SO 42−/TiO 2-SiO 2 mixed oxide catalyst : 2. Effect of the fluoride ion and calcination temperature on esterification of acetic acid

Abstract

A series of fluoride-modified SO 4 2−/TiO 2-SiO 2 (4 wt.% SO 4 2−) catalysts have been prepared by an incipient wetness impregnation technique and compared for their catalytic activity/selectivity in esterification of acetic acid and cumene conversion reactions. The characterisation of the catalysts was performed using X-ray powder diffraction (XRD), infrared spectroscopy (IR), thermal analysis (TG-DTA), nitrogen adsorption–desorption methods, surface acid strength by Hammett indicator method, surface hydroxyl groups and sulphate content by titrimetric method. TiO 2-SiO 2 mixed oxides are amorphous up to 1073 K, whereas crystallisation starts with sulphation and fluorination at a lower temperature, 923 K. Sulphate ion enhances the surface area, whereas fluoride ion decreases it.

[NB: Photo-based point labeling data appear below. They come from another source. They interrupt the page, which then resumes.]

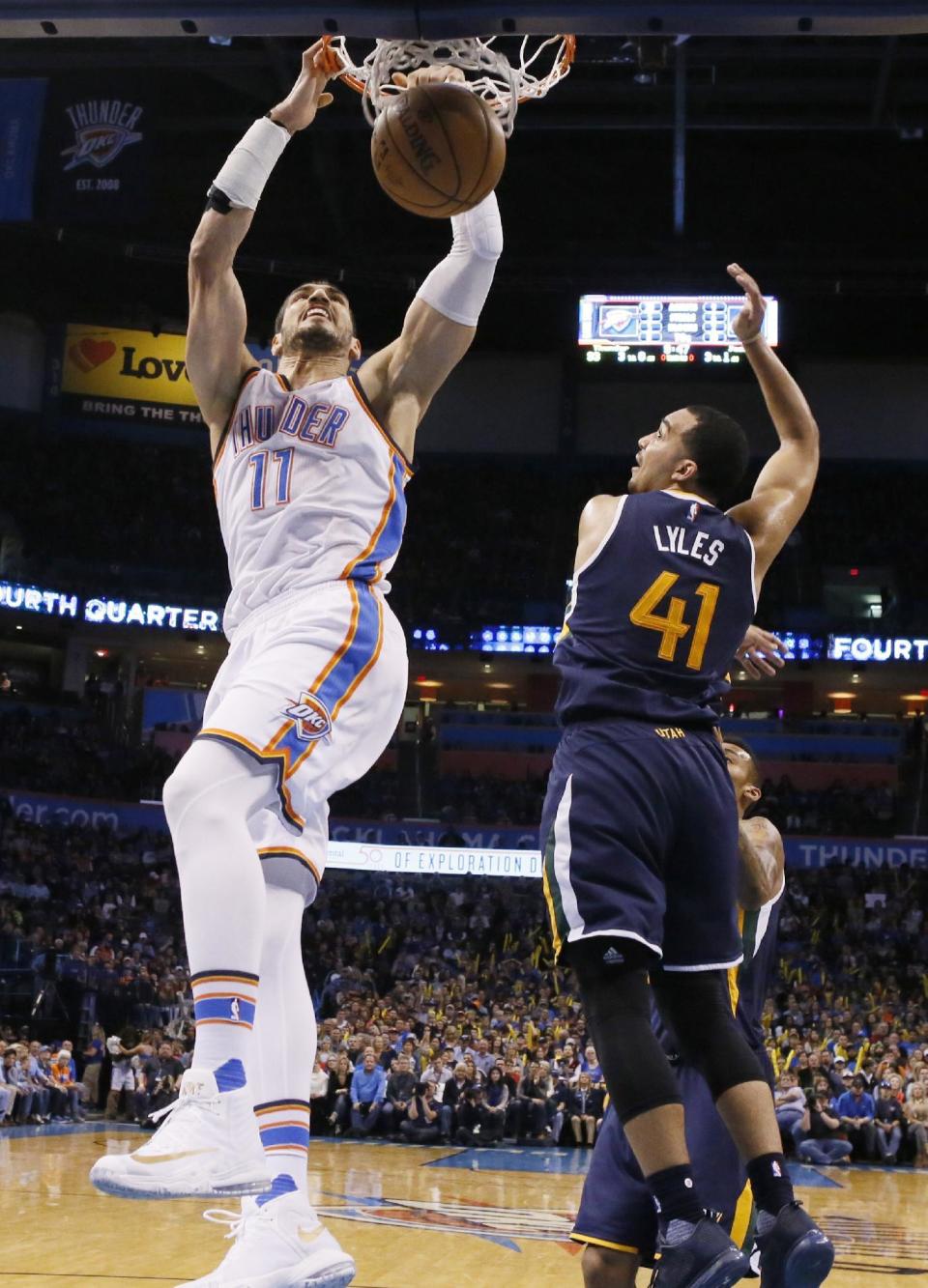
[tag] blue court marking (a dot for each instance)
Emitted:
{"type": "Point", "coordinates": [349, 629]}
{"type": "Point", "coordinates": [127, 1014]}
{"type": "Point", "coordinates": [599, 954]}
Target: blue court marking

The specific surface area of a particular wt.% promoted fluoride ion (2 wt.%) enhances with increase in calcination temperature up to 723 K and thereafter decreases on further heating up to 923 K. Surface hydroxyl groups measurement and IR result shows that both the internal weakly H-bonded hydroxyl groups and free hydroxyl groups are present on the surface of the mixed oxides. All types of OH groups are reduced in number by anion treatments (both SO 4 2−, F −, SO 4 2− with F −) as well as on calcination. However, all catalysts retain some hydroxyl groups even after anion treatment, which increases the strength of the remaining acid sites, as observed from Hammett indicator method as well as cumene conversion reaction. The simultaneous presence of SO 4 2− and F − exerts a stronger effect than the presence of only one of these modifiers. The dispersed F − stabilises the SO 4 2− ions that are co-adsorbed on TiO 2-SiO 2 mixed oxides and the increase of surface sulphate concentration as well as the strength of the acid sites accounts for the higher rate of esterification of acetic acid.